For the reasons explained in this Entry, the motion of Maycoe Ortiz ("Ortiz") for relief pursuant to 28 U.S.C. § 2255 must be denied and the action dismissed with prejudice. In addition, the Court finds that a certificate of appealability should not issue.

I. LEGAL STANDARD

A motion pursuant to 28 U.S.C. § 2255 is the presumptive means by which a federal prisoner can challenge his conviction or sentence. See Davis v. United States, 417 U.S. 333, 343 (1974). A court may grant relief from a federal conviction or sentence pursuant to § 2255 "upon the ground that the sentence was imposed in violation of the Constitution or laws of the United States, or that the court was without jurisdiction to impose such sentence, or that the sentence was in excess of the maximum authorized by law, or is otherwise subject to collateral attack." 28 U.S.C. § 2255(a). "Relief under this statute is available only in extraordinary situations, such as an error of constitutional or jurisdictional magnitude or where a fundamental defect has occurred which results in a complete miscarriage of justice." Blake v. United States, 723 F.3d 870, 878-79 (7th Cir. 2013) (citing Prewitt v. United States, 83 F.3d 812, 816 (7th Cir. 1996); Barnickel v. United States, 113 F.3d 704, 705 (7th Cir. 1997)).

II. FACTUAL BACKGROUND

On December 15, 2015, Ortiz was charged in a multi-defendant Indictment with conspiracy to distribute 500 grams or more of methamphetamine (mixture) and one kilogram or more of heroin (mixture), in violation of 21 U.S.C. §§ 841(a)(1) and 846 (Count One). United States v. Ortiz, 4:15-cr-28-TWP-VTW-4 ("Cr. Dkt.") Dkt. 75. On April 13, 2017, he entered into a plea agreement pursuant to Federal Rule of Criminal Procedure 11(c)(1)(B). Cr. Dkt. 470. He agreed to plead guilty as charged in the indictment. Id. at 1. The parties did not agree on a specific sentence. Id. at 9. The government agreed to argue for a sentence no higher than the low end of the applicable sentencing guideline range as determined by the Court. Id. Ortiz was free to argue for any sentence. Id. As part of the factual basis for the guilty plea, Ortiz admitted distributing 6.3 kilograms of "ice" (methamphetamine) and 4 kilograms of heroin. Id., ¶ 19B.

The Court held the change of plea hearing on April 27, 2017. Cr. Dkt. 490. Ortiz confirmed that he had received a copy of the indictment, discussed the charges and this case with his attorneys, understood everything explained to him by his counsel, and agreed to plead guilty to Count 1. Cr. Dkt. 916, p. 5-6. He stated that he read, discussed, and signed the plea agreement and addendum and that no one used any force or threats to get him to plead guilty. Id., p. 8-9. He also confirmed that no promises were made, other than those contained in the agreement. Id., p. 9.
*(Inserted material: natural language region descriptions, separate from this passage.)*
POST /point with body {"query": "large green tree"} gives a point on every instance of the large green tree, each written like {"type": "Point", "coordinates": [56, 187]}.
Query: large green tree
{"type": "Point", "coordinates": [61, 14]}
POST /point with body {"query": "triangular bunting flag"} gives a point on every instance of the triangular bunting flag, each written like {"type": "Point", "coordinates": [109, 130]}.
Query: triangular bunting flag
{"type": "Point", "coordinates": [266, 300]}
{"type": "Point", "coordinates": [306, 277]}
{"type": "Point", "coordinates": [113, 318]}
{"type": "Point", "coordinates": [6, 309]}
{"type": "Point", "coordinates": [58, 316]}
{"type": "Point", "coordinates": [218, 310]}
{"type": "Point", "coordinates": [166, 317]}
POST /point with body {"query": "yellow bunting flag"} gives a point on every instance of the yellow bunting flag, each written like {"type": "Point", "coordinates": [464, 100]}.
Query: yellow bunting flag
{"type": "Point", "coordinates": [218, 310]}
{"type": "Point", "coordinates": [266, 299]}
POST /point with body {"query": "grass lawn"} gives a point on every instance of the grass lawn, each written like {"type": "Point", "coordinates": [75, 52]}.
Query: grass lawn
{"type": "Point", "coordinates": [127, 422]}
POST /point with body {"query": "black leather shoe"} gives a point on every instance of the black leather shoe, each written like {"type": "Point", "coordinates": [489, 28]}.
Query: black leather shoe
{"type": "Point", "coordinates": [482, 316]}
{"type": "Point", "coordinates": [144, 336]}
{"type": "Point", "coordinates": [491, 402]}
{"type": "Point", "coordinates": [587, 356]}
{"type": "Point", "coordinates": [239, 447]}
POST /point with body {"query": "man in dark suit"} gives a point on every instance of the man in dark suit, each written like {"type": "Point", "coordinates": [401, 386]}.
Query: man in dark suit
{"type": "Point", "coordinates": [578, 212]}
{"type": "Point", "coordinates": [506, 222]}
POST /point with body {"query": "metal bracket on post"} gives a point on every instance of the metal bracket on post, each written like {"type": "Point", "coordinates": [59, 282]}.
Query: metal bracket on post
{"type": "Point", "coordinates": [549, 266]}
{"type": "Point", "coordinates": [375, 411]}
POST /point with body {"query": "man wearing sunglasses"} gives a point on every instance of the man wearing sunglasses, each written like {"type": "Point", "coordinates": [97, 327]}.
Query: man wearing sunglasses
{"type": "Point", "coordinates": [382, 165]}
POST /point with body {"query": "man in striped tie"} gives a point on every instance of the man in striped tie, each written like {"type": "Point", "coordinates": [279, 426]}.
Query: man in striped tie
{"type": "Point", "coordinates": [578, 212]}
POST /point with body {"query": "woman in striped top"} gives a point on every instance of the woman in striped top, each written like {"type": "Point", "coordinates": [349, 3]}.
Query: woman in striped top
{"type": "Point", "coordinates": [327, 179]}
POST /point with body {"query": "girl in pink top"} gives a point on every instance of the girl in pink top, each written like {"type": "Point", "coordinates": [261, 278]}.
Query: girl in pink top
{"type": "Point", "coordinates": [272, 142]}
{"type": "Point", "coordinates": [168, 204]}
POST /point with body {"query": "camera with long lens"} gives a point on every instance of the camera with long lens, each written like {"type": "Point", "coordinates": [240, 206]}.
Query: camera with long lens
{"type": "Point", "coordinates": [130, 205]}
Ortiz affirmed that the agreement was not for a specific sentence and that the ultimate sentence was left the Court's discretion. Id., p. 14. After discussing the plea and the factual basis, the Court asked Ortiz how he wished to plead and he responded, "Guilty." Id., p. 29. The Court accepted his plea of guilty. Id., p. 29-30.

On March 23, 2018, the Court held a sentencing hearing. Cr. Dkt. 808. The Court reviewed the presentence investigation report and neither party objected. Cr. Dkt. 919, p. 4. The government filed a U.S.S.G. § 5K1.1 motion recommending a four-level departure and a sentencing range of 168 to 210 months' imprisonment if accepted by the Court. Id., p. 6. Ortiz's counsel argued for a sentence of 120 months' imprisonment. Id., p. 7-9. The government argued for a sentence of 168 months' imprisonment. Id., p. 9-10.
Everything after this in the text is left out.